How to quickly create mechanism that reads json data from Amazon SQS and saves it in avro files (may be other format) in s3 bucket, partitioned by date and value of given field in json message?
问题:
回答1:
You can write an AWS Lambda function that gets triggered by a message being sent to an Amazon SQS queue. You are responsible for writing that code, so the answer is that it depends on your coding skill.
However, if each message is processed individually, you will end up with one Amazon S3 object per SQS message, which is quite inefficient to process. The fact that the file is in Avro format is irrelevant because each file will be quite small. This will add a lot of overhead when processing the files.
An alternative could be to send the messages to an Amazon Kinesis Data Stream, which can aggregate messages together by size (eg every 5MB) or time (eg every 5 minutes). This will result in fewer, larger objects in S3 but they will not be partitioned, nor in Avro format.
To get the best performance out of a columnar format like Avro, combine the data into larger files that will be more efficient for processing. So, for example, you could use Kinesis for collecting the data, then a daily Amazon EMR job to combine those files into partitioned Avro files.
So, the answer is: "It's pretty easy, but you probably don't want to do it."

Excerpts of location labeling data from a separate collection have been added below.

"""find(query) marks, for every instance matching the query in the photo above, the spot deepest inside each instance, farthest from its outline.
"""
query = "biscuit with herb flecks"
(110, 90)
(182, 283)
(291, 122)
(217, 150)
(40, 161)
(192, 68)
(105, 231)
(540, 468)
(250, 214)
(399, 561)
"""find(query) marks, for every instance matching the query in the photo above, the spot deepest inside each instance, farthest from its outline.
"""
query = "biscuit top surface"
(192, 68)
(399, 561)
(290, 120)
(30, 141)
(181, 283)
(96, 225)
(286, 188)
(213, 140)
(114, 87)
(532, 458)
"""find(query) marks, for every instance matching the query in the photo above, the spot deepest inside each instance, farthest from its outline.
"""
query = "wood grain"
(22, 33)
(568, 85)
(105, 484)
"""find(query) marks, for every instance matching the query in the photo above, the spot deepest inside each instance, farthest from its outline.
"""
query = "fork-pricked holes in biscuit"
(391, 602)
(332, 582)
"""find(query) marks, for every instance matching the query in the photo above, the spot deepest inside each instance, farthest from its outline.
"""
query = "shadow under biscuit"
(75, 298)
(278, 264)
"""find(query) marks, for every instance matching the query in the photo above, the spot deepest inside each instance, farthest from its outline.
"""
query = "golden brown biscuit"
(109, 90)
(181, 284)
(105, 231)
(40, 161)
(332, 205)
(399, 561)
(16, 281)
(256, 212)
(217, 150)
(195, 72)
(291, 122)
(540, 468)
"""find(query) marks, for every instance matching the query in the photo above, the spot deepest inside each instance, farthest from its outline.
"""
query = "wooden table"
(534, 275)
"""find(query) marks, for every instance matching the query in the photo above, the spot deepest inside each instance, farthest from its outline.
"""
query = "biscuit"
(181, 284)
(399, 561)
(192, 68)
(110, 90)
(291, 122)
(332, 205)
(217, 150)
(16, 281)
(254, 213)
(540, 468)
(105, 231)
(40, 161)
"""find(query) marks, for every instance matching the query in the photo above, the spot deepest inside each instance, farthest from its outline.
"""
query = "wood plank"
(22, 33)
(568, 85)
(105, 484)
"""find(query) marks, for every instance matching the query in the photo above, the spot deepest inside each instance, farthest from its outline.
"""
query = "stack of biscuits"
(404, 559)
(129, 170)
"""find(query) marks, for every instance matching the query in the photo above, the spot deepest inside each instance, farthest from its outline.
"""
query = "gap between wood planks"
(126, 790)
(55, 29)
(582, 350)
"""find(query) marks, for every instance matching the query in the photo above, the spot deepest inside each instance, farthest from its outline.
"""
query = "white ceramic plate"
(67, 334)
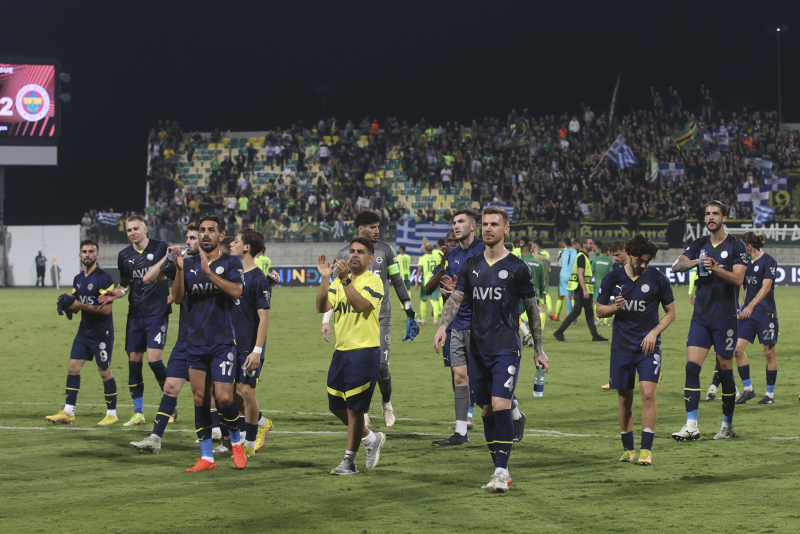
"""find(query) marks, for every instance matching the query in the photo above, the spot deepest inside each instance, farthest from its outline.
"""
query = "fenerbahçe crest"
(33, 102)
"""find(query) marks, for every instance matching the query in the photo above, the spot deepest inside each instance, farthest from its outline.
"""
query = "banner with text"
(607, 232)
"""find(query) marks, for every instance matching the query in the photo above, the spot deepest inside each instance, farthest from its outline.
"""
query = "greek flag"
(776, 183)
(763, 165)
(509, 209)
(671, 170)
(410, 234)
(621, 154)
(338, 228)
(722, 137)
(109, 219)
(762, 214)
(753, 197)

Your question does not define how the data gets into SQS. If, rather than processing messages as soon as they arrive, you are willing for the data to accumulate in SQS for some period of time (eg 1 hour or 1 day), you could then write a program that reads all of the messages and outputs them into partitioned Avro files. This uses SQS as a temporary holding area, allowing data to accumulate before being processed. However, it would lose any real-time reporting aspect.